As mentioned earlier—due to the lack of healthcare workers in rural areas of developing nations—doctors often perform routine tasks such as checking vitals and drawing blood. If blood pressure could instead be automated using monitors and infrared vein finding technology could be used to help make drawing blood a simpler task, then these routine vital checkings could be performed by people with less or no medical education. This will reduce the need for physicians to perform these tasks and instead allow them to focus more on critical thinking as well as emotional care. “Thus, medical AI technology can not only improve doctors’ efficiency and the quality of healthcare services, and reduce medical costs, but nurses and paramedical health workers can also be trained to use these tools to compensate for a lack of doctors.”

Given the current state of healthcare in rural areas of developing nations and the potential impact that medical AI has, these parts of the world will benefit tremendously. According to Dr. Sameer Maskey in his Forbes article AI For Humanity: Using AI To Make A Positive Impact In Developing Countries, “the impact could have a multiplier effect in developing countries where resources are limited.” This is why Segmed is so passionate about working towards this future, specifically with our focus on eliminating AI biases (you can read our past blog post on AI biases here).

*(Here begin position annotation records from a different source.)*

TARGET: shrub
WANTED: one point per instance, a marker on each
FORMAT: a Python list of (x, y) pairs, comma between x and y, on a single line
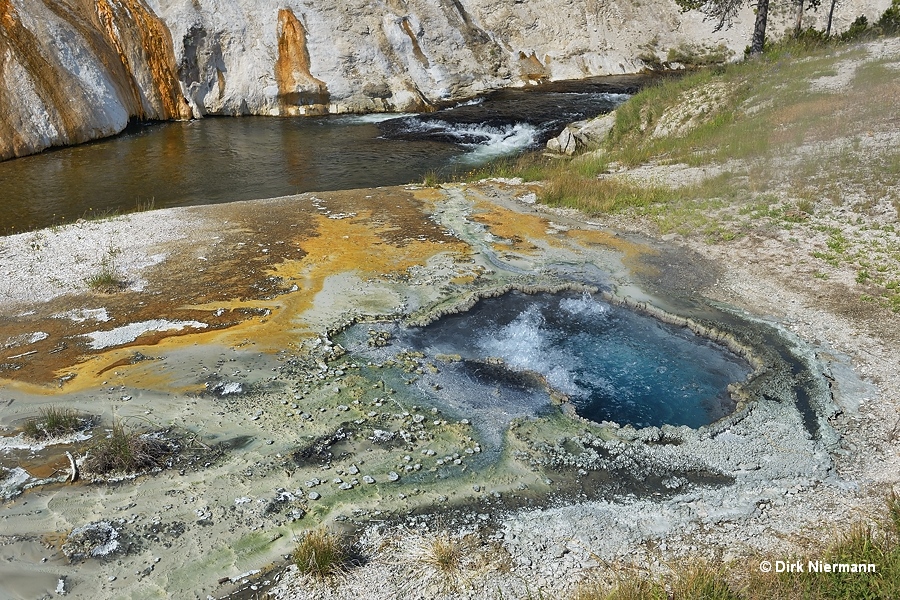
[(127, 452), (321, 554), (53, 422)]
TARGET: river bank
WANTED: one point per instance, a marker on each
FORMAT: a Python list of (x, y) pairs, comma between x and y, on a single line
[(217, 329)]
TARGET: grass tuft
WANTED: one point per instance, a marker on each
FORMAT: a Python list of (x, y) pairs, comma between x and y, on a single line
[(126, 451), (54, 422), (444, 553), (107, 280), (321, 554)]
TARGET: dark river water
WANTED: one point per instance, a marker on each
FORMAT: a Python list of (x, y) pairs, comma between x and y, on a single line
[(218, 160)]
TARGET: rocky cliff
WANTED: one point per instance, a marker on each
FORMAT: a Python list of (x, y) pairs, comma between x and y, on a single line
[(76, 70)]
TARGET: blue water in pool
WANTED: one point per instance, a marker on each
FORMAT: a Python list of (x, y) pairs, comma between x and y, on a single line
[(614, 364)]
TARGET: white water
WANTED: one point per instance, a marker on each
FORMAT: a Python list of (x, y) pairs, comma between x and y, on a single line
[(526, 344)]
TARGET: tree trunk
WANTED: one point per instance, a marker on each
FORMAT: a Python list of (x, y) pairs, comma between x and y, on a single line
[(798, 26), (759, 30), (830, 15)]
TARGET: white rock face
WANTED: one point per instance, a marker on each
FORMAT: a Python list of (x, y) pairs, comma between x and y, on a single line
[(76, 70)]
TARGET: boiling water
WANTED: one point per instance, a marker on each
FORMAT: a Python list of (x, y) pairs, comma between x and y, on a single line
[(613, 364)]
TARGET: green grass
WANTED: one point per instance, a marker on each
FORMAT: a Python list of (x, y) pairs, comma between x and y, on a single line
[(105, 280), (54, 422), (321, 554), (124, 451)]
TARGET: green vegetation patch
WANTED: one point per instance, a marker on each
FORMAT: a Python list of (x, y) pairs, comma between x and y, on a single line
[(55, 421)]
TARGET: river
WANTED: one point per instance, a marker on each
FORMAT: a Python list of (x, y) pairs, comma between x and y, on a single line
[(217, 160)]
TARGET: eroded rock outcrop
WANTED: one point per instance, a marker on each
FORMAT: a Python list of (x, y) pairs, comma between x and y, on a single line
[(76, 70)]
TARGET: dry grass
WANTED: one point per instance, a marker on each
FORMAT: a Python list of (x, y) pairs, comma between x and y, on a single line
[(54, 422), (321, 554), (127, 452)]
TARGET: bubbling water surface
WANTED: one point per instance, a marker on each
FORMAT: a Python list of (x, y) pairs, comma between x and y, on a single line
[(612, 363)]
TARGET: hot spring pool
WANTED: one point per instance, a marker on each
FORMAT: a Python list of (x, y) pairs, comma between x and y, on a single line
[(612, 363)]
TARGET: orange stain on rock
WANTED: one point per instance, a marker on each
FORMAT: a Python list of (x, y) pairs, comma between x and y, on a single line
[(298, 90)]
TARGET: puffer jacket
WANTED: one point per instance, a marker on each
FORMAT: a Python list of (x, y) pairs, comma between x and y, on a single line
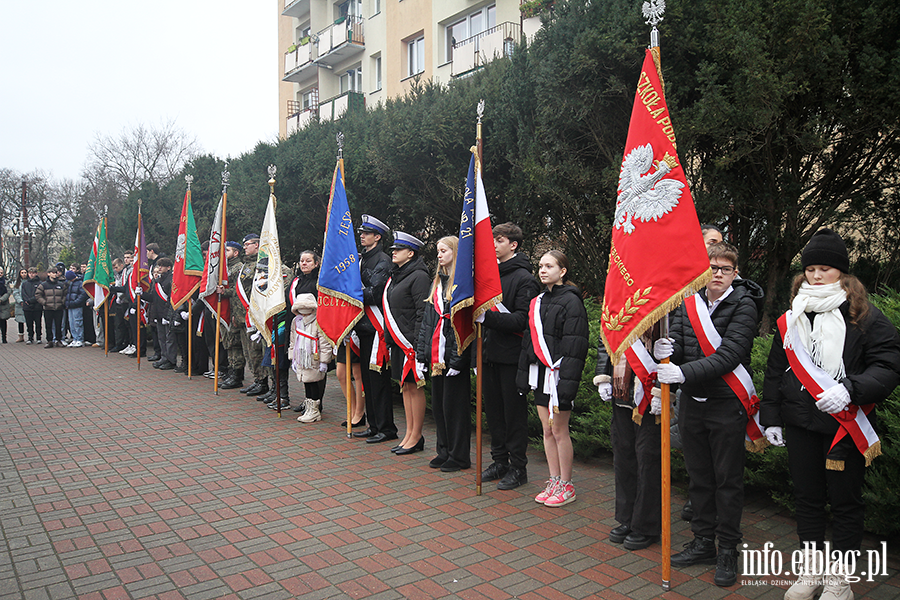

What differentiates us from other medical AI companies is that we are collaborating with healthcare institutions from across the globe, not just from America and Europe. By doing so, we are hoping to prevent AI biases, which—in turn—will allow for this technology to work even in rural and developing regions. We are focused on improving the state of healthcare in all parts of the world, including impoverished and low-resource countries, who may be some of the largest beneficiaries of this technology.